When wind speeds exceed these threshold values, the concentration of particulate matter (PM1, PM2.5, or PM10) tends to decrease significantly. This aligns with the physical expectation that higher wind speeds disperse pollutants more effectively. Below the thresholds, PM levels are more dispersed and higher, indicating that lower wind speeds are insufficient to disperse airborne particles effectively. Above these thresholds, PM levels consistently decrease, suggesting that wind speeds at or above ~3.0–3.2 m/s are effective in clearing particulate matter from the air.
For validation purposes, the threshold analysis was visually inspected using the daily variation in PM levels and changes in wind speed.

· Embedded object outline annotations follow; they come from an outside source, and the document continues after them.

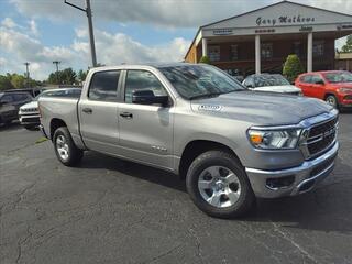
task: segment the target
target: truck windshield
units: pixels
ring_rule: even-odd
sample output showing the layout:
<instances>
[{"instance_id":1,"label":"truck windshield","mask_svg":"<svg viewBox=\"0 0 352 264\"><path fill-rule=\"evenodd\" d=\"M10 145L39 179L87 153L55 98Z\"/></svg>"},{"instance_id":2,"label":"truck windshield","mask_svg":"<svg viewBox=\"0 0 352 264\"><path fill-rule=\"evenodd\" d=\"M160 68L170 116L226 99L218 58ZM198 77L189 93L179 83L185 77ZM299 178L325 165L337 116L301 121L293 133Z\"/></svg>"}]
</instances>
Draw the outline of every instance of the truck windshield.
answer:
<instances>
[{"instance_id":1,"label":"truck windshield","mask_svg":"<svg viewBox=\"0 0 352 264\"><path fill-rule=\"evenodd\" d=\"M180 65L158 69L177 92L188 100L245 89L238 80L211 66Z\"/></svg>"},{"instance_id":2,"label":"truck windshield","mask_svg":"<svg viewBox=\"0 0 352 264\"><path fill-rule=\"evenodd\" d=\"M352 74L348 72L338 72L323 74L329 82L352 82Z\"/></svg>"}]
</instances>

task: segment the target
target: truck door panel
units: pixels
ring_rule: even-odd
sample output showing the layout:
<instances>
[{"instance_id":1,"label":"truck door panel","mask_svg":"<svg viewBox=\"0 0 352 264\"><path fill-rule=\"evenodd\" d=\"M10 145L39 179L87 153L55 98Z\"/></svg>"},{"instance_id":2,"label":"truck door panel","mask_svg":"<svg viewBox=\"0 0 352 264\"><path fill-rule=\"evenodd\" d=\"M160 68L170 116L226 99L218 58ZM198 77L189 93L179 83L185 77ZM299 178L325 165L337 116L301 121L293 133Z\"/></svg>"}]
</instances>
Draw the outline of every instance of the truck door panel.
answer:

Figure 11. illustrates the hourly variation in PM
1, PM
2.5, and PM
10 levels alongside wind speed at Shahrah-e-Faisal, revealing an inverse relationship between wind speed and particulate matter concentrations. PM levels peak during the morning hours, particularly around 8:00–9:00 AM, coinciding with high traffic congestion and relatively low wind speeds. Throughout the day, PM levels fluctuate moderately but begin to decline significantly after 1:00 PM, when wind speed increases sharply. Wind speed peaks around 2:20 PM and continues to show periodic surges in the evening, contributing to a noticeable reduction in PM concentrations. This trend validates the threshold analysis, demonstrating that wind speeds above approximately 3–4.5 m/s effectively disperse airborne particulate matter, highlighting the crucial role of wind speed in mitigating air pollution at this arterial road.
In conclusion, these threshold values could serve as benchmarks for urban air quality management, indicating that maintaining wind speeds above these levels (through strategic city planning or monitoring) can significantly improve air quality.